Without Aether around to help, the people of Teyvat have had to figure that out for themselves.
:::
“Paimon remembers when Paimon first met the Traveler. Lumine insisted on walking for three more hours instead of going to sleep, and when Paimon kept chatting to help keep her awake, she swatted at Paimon! After that, Paimon learned to watch her and keep quiet after about 8 o’clock.”
“A little while after I met the Traveler, she helped me fight a camp of hilichurls. We’d just about finished them off, when the mitachurl made another shield. If you thought I was a red flash, you should’ve seen Lumine. I almost feel bad for the mitachurl.”
“Hm, Lumine? She’s never gotten mad at me, but there’s been a few times I’ve seen her at the Cathedral picking up Gunner’s medicine, red as a tomato and muttering about a ‘stubborn old man’, and all the other commissions she could be doing. Maybe a song would calm her down next time? There is one I’ve been working on…”

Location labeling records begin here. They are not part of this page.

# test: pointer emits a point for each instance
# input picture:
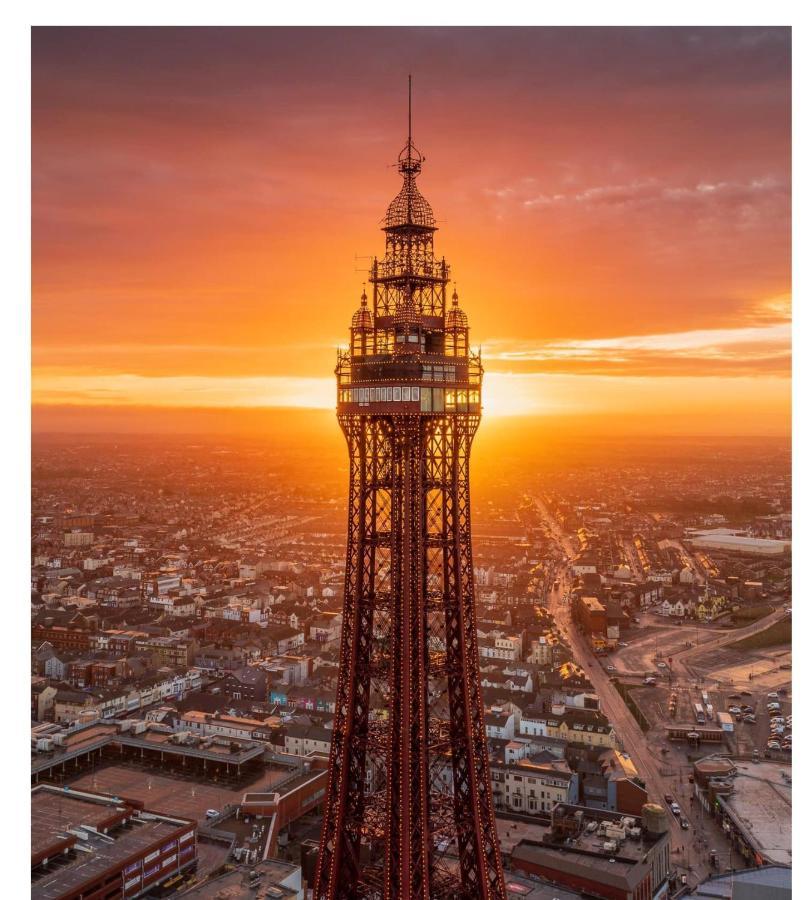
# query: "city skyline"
(618, 203)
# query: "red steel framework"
(408, 810)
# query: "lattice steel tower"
(408, 811)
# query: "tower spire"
(409, 110)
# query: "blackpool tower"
(408, 810)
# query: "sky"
(614, 204)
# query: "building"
(591, 615)
(409, 404)
(727, 539)
(766, 883)
(532, 788)
(86, 845)
(601, 854)
(271, 878)
(578, 726)
(753, 801)
(247, 683)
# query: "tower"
(408, 809)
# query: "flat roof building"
(88, 846)
(600, 853)
(754, 803)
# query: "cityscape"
(634, 652)
(500, 609)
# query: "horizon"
(622, 248)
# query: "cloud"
(746, 349)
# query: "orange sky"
(615, 205)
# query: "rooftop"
(761, 807)
(274, 878)
(60, 818)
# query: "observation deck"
(426, 385)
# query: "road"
(680, 658)
(689, 848)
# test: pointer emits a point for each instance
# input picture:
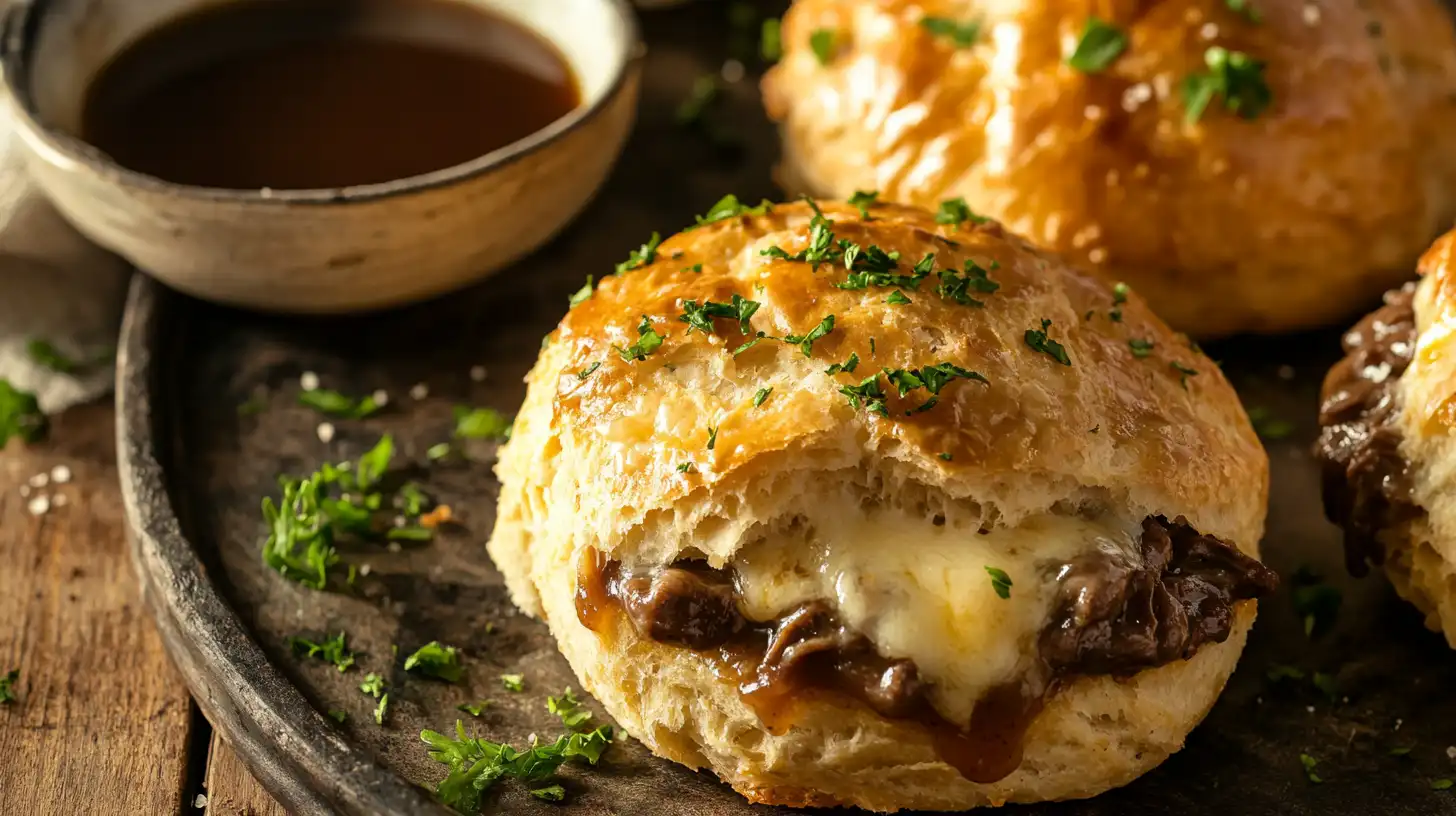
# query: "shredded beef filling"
(1366, 481)
(1116, 614)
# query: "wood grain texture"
(102, 717)
(232, 790)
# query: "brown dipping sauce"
(318, 93)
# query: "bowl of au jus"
(321, 156)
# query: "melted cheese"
(922, 592)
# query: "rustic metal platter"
(195, 469)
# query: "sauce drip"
(319, 93)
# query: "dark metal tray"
(194, 472)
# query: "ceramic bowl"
(318, 251)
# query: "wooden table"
(104, 722)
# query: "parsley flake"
(1101, 44)
(1001, 582)
(823, 44)
(476, 764)
(848, 366)
(1233, 76)
(331, 650)
(641, 255)
(730, 207)
(19, 416)
(339, 405)
(481, 423)
(805, 341)
(648, 341)
(571, 711)
(1038, 341)
(957, 212)
(436, 660)
(864, 201)
(960, 34)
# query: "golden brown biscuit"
(1299, 207)
(880, 512)
(1389, 440)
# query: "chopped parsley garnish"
(571, 711)
(481, 423)
(337, 404)
(848, 366)
(957, 212)
(648, 341)
(958, 286)
(692, 108)
(1247, 9)
(702, 316)
(19, 416)
(581, 295)
(436, 660)
(1101, 44)
(864, 201)
(960, 34)
(42, 353)
(641, 255)
(1268, 426)
(473, 708)
(1233, 76)
(1038, 341)
(770, 40)
(730, 207)
(476, 764)
(373, 685)
(1309, 767)
(823, 44)
(868, 395)
(331, 650)
(1001, 582)
(1315, 602)
(805, 341)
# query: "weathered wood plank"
(102, 719)
(232, 790)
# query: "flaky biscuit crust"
(1287, 220)
(613, 456)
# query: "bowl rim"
(19, 32)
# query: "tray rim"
(283, 740)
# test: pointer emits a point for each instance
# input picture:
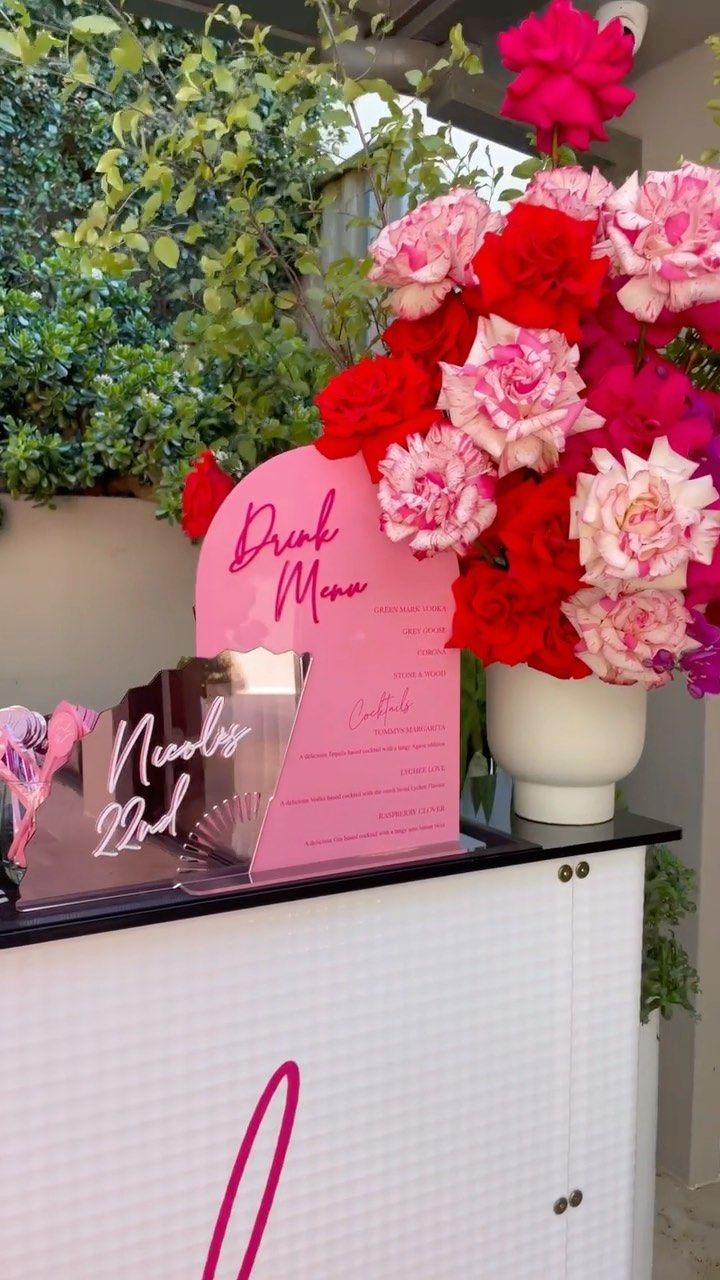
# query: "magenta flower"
(702, 666)
(621, 635)
(519, 394)
(438, 492)
(643, 520)
(569, 77)
(665, 236)
(429, 251)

“The Traveler? One time I asked her to grab the wheel of the ship and steer port while I was with one of my crew members. It’s a good thing I came back up when I did, we were about to hit rocks along the shore as she yanked and yanked on wheel, out of breath and as red as the sails.”
:::
There was, however, one person who hadn’t quite cracked the code yet. Poor Childe, for how sharp he was, he had yet to learn that interrupting Lumine in the middle of a quest, waking up a Ruin Guard in the process, to beg for a rematch was not a good time. She’d flush red and hurl herself at the machine, and when she was finished, Childe was next. Her steam wouldn’t finish blowing off until about three quarters of the way through their fight, yet she beat him every week. By the time she had him on the ground, foot on his torso and tip of her sword to his neck, she’d be over her anger, extending a hand to the defeated, weakened, devilishly grinning man as he started chattering about their next match.

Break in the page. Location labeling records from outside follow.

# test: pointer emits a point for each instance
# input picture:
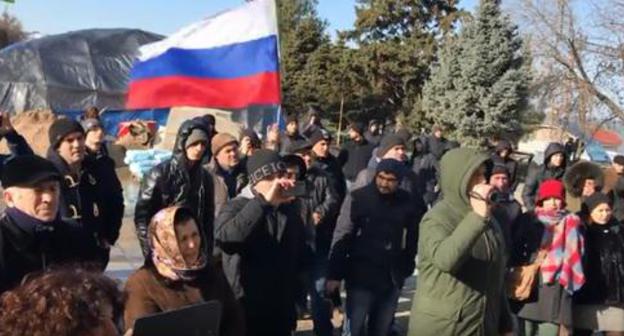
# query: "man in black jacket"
(182, 181)
(262, 238)
(82, 202)
(437, 143)
(355, 153)
(373, 249)
(553, 167)
(427, 169)
(505, 210)
(502, 156)
(291, 134)
(322, 159)
(32, 237)
(321, 207)
(104, 166)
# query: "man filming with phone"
(320, 203)
(261, 235)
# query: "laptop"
(197, 320)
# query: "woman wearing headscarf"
(599, 305)
(179, 274)
(549, 236)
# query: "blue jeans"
(321, 305)
(378, 307)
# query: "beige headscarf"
(166, 254)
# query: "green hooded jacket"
(460, 285)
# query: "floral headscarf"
(166, 253)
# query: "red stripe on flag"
(165, 92)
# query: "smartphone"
(300, 189)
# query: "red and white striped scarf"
(565, 246)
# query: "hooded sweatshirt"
(461, 261)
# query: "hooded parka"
(173, 183)
(461, 261)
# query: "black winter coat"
(333, 171)
(170, 183)
(17, 146)
(603, 265)
(375, 240)
(27, 250)
(436, 146)
(83, 204)
(355, 157)
(262, 249)
(322, 199)
(111, 190)
(427, 170)
(286, 142)
(537, 175)
(509, 163)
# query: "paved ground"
(126, 257)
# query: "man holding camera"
(461, 257)
(261, 235)
(320, 204)
(374, 248)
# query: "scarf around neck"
(564, 244)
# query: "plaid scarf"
(564, 243)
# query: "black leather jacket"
(170, 183)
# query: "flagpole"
(340, 118)
(279, 58)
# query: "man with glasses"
(81, 202)
(373, 249)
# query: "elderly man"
(32, 237)
(228, 174)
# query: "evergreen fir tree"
(479, 88)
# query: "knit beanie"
(593, 201)
(61, 128)
(221, 140)
(90, 123)
(291, 118)
(550, 189)
(358, 127)
(319, 135)
(197, 134)
(392, 166)
(264, 163)
(404, 134)
(388, 142)
(28, 171)
(253, 137)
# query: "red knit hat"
(550, 189)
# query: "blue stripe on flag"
(231, 61)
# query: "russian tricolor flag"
(227, 61)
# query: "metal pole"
(340, 118)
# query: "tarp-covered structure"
(70, 71)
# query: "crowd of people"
(276, 229)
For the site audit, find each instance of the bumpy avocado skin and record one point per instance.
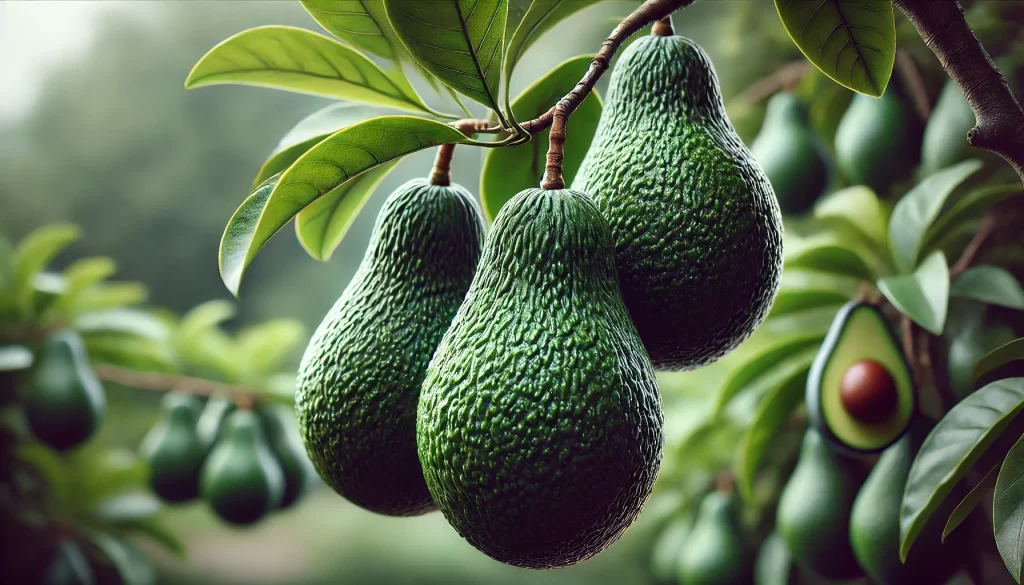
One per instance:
(359, 379)
(540, 424)
(696, 225)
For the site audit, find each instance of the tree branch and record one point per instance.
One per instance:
(999, 117)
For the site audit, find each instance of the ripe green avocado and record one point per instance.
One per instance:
(241, 479)
(65, 403)
(540, 425)
(697, 228)
(714, 554)
(813, 514)
(875, 521)
(792, 155)
(359, 379)
(858, 334)
(174, 451)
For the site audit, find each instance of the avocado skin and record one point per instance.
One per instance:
(875, 520)
(877, 140)
(835, 344)
(540, 425)
(241, 478)
(174, 451)
(696, 225)
(359, 379)
(714, 554)
(65, 403)
(813, 514)
(792, 155)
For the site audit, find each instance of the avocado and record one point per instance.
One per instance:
(860, 392)
(714, 554)
(283, 436)
(359, 379)
(792, 155)
(174, 451)
(813, 514)
(878, 139)
(65, 403)
(241, 478)
(540, 425)
(875, 521)
(697, 228)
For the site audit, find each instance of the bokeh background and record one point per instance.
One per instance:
(97, 129)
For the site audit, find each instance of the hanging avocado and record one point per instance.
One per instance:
(859, 390)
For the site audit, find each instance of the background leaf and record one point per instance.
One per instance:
(919, 208)
(1008, 509)
(459, 41)
(851, 41)
(296, 59)
(952, 448)
(993, 285)
(923, 296)
(509, 170)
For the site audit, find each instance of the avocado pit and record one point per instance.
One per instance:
(868, 392)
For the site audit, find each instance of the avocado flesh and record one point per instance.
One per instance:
(858, 332)
(359, 379)
(540, 424)
(696, 225)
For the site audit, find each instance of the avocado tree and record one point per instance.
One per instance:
(836, 401)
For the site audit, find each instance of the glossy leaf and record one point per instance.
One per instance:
(924, 296)
(1008, 510)
(764, 360)
(325, 168)
(509, 170)
(775, 408)
(296, 59)
(323, 224)
(459, 41)
(970, 502)
(309, 132)
(851, 41)
(541, 17)
(956, 443)
(993, 285)
(919, 208)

These days, rather than picking up on the fact that a red Lumine meant a sorry defeat in the arena, he only became worse. Hunched in some bushes, surveying a gathering of abyss mages, he strolled directly in front of her bush. “You missed our sparring match last week, Lumi! I was waiting, and waiting, and waiting for you, and you never came. Scared I’d finally win? It’s ok, you can admit--” And like that, the mages all popped over to where she had been well hidden, until a certain Harbinger showed up. After they’d defeated them, he did get the fight he was after.
Maybe he had begun to catch on.
:::
At some point, someone must have told him, likely Zhongli. She and Paimon were strolling along the harbour at nighttime, battered after a nasty fight with some Treasure Hoarders earlier that day. She’d broken the decorative flowers Aether had given her, holding them tight in her fist while the glue dried. In their place she’d stuck a glaze lily from Qingce Village. Childe approached quietly from behind them, making Paimon jump in midair.
“Hey, Traveler! Say, did you do something different with your hair? That lily really looks good on you. I know a place that sells clips that look just like it, what do you say? My treat, of course.”
It had been a while since she’d tried anything new in the looks department, and she ducked her head, pink creeping up onto her face as if she was Aether. When Childe looked over, expecting a response, his eyes widened.
“Sure-- huh?”
“Where’s he going?”
A hundred feet ahead was Childe, booking it across the harbour, one piece of advice ringing in his ears: run.